The Federal Trade Commission has charged three companies with making false and unsubstantiated claims about the biodegradability of plates, moist wipes and towels. Fresh Bath wipes

Two of the companies, Kmart and Tender, have agreed to settle the cases and no longer make claims about biodegradability without reliable evidence backing them up, and the third company, Dyna-E, is taking its case to litigation. Tender also must disclose whether its biodegradable claims applies to its products, packaging or both.

At issue is the use of the word biodegradable. The word is seen prominently on the front of packaging for Kmart's American Fare disposable plates, Tender's Fresh Bath moist wipes and Dyna-E's Lightload compressed towels.

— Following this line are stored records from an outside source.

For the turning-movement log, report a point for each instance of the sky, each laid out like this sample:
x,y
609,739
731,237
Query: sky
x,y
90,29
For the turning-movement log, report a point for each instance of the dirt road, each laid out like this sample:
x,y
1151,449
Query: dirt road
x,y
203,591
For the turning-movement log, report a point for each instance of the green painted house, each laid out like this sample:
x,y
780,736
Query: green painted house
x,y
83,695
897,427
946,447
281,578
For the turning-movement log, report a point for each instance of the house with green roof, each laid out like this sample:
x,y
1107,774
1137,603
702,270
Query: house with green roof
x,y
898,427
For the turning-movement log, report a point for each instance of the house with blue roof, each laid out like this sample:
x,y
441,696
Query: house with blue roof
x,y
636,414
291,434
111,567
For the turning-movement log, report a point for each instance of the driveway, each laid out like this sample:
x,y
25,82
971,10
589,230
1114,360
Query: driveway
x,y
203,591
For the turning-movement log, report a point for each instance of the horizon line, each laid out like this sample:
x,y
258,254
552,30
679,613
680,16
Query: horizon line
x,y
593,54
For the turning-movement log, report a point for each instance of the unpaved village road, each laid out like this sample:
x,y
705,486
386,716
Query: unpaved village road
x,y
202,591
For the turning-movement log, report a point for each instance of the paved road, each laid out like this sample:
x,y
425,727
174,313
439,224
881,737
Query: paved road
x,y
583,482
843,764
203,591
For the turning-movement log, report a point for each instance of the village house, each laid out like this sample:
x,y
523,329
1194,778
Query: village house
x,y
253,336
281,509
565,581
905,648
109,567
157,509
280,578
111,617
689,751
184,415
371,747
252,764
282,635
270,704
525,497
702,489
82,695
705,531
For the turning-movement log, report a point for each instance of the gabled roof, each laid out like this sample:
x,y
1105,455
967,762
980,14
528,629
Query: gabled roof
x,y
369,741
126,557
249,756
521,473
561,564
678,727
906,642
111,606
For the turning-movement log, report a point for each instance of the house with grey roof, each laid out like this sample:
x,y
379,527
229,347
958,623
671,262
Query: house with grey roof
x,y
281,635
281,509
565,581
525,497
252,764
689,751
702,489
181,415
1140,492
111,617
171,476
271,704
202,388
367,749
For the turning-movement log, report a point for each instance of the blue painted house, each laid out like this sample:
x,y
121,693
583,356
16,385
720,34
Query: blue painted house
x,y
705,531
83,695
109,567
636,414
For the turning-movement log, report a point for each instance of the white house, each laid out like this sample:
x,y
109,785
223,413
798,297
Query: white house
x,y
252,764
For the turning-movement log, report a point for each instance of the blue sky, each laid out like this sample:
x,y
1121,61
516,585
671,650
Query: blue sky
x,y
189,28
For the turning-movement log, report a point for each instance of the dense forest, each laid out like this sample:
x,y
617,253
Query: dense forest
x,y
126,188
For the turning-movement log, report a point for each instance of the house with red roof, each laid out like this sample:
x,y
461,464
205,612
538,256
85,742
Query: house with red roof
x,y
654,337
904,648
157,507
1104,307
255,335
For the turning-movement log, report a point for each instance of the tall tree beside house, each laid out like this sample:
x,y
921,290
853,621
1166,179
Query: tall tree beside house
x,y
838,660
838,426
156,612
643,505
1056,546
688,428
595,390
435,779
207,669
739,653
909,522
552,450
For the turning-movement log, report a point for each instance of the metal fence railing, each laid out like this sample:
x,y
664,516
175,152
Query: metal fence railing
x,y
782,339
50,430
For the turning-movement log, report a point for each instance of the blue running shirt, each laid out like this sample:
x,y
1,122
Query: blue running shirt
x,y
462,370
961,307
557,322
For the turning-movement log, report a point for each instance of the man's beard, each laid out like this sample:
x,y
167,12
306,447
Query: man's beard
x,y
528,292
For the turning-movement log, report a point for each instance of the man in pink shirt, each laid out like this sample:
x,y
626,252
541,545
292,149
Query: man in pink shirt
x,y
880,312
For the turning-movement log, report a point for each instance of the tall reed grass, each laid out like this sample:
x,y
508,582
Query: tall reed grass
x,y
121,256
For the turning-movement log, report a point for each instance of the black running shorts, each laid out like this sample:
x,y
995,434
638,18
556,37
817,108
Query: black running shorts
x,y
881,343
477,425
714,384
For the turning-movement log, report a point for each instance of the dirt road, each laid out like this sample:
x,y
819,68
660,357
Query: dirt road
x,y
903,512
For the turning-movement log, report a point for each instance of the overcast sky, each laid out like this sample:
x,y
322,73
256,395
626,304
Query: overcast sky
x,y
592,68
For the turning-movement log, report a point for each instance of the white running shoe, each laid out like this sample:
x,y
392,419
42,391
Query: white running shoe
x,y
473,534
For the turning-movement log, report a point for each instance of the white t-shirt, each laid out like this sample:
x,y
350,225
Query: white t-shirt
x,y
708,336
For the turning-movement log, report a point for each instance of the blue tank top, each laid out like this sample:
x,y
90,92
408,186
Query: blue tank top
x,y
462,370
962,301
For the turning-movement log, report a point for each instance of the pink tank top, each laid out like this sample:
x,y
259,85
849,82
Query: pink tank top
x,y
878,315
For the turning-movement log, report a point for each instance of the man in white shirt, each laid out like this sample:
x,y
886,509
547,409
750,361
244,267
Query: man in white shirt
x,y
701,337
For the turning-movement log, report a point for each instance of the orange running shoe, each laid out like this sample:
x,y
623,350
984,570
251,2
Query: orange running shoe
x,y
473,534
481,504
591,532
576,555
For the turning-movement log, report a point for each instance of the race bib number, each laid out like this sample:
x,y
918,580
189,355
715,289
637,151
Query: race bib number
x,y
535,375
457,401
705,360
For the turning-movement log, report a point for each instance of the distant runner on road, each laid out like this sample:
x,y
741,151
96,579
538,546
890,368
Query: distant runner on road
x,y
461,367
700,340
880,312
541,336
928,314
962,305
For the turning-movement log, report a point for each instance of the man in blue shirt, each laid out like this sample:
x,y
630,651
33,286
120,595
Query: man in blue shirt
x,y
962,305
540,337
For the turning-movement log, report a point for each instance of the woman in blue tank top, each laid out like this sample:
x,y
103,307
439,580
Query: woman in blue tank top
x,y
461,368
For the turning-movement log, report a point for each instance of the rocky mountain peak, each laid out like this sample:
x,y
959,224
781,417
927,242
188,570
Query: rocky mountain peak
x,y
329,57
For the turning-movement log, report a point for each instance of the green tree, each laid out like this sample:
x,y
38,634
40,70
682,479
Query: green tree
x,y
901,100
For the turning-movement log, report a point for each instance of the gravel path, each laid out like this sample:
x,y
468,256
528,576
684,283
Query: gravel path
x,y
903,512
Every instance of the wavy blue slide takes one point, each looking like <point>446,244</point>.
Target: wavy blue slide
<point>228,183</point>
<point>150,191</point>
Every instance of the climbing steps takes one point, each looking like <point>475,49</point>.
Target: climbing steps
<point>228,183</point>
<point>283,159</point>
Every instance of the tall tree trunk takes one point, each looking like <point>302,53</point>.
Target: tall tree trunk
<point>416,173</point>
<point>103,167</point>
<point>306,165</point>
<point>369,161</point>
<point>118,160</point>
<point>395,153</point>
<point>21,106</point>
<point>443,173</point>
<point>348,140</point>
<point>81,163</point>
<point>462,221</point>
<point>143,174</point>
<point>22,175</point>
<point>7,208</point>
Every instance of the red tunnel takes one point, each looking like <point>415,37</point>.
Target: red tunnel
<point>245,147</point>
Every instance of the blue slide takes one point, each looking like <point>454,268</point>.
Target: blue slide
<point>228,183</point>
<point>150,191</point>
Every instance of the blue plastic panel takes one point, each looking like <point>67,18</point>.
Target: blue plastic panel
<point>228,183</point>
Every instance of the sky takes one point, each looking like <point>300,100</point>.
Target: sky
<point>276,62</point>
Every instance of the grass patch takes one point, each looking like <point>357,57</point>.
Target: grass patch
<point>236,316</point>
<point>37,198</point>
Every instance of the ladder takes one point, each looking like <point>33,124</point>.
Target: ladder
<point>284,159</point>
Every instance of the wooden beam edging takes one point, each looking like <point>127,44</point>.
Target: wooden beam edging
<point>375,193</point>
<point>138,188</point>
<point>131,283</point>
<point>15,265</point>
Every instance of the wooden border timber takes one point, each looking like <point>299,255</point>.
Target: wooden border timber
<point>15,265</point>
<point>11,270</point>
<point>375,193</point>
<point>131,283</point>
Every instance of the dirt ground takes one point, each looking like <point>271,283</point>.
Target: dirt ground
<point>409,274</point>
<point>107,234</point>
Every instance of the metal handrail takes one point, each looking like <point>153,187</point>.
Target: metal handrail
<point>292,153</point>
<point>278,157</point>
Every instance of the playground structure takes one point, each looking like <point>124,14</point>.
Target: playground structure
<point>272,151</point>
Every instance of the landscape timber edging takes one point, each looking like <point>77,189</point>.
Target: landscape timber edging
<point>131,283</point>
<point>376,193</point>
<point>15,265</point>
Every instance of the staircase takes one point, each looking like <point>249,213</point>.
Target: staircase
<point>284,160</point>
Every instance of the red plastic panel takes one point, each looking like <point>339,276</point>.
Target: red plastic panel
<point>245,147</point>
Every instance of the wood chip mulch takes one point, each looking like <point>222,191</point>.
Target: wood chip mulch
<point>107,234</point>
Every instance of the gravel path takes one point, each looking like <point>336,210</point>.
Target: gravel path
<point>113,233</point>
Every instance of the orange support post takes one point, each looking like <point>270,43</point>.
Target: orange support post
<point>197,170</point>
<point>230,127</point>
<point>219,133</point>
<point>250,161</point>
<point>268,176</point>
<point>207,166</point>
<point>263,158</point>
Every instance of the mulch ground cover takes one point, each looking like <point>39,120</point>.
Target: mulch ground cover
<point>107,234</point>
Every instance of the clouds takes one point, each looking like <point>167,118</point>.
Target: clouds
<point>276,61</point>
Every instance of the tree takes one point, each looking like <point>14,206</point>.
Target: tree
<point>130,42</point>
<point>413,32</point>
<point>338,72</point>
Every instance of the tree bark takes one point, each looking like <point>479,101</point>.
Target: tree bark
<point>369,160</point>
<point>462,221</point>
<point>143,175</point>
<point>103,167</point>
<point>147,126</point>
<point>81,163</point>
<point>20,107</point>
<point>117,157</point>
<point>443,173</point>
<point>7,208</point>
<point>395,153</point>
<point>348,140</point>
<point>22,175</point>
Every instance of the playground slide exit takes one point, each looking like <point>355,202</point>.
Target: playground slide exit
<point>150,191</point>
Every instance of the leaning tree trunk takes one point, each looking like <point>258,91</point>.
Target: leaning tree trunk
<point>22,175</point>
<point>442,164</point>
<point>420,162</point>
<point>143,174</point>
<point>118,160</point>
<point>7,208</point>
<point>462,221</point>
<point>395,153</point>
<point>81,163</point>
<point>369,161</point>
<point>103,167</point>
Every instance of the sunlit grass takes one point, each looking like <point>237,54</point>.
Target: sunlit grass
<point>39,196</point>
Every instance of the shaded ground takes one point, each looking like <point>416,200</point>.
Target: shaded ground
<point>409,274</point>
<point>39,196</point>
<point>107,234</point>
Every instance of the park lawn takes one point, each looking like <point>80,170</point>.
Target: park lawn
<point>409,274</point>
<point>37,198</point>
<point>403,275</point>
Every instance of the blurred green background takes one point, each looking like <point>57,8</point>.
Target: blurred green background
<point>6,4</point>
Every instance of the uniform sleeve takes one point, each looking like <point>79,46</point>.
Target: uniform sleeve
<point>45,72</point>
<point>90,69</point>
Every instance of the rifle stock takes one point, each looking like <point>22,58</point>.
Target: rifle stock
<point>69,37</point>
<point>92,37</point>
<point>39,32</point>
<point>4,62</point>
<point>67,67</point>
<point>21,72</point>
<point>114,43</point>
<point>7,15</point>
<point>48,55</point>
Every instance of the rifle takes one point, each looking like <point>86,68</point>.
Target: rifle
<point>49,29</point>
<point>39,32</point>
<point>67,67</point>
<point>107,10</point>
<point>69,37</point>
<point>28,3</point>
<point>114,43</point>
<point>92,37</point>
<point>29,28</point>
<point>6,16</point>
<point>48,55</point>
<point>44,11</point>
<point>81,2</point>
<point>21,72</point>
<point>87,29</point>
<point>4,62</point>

While the products may actually biodegrade in certain conditions, the FTC said the claims are misleading since they do not follow the recommendations in the FTC's Green Guides, which say claims of biodegradability should only be used if there is scientific evidence showing the product will completely decompose in a reasonably short period of time under normal disposal methods.
Dyna-E Lightload towels
Since the products in question are typically throw in the trash and end up in landfills or incinerators, they would not biodegrade in a reasonably short period of time.

The FTC's Green Guides advise companies on what green marketing claims are and are not acceptable, and in what circumstance they can be false or misleading, in an effort to make sure environmental marketing is truthful, substantiated and not confusing to consumers.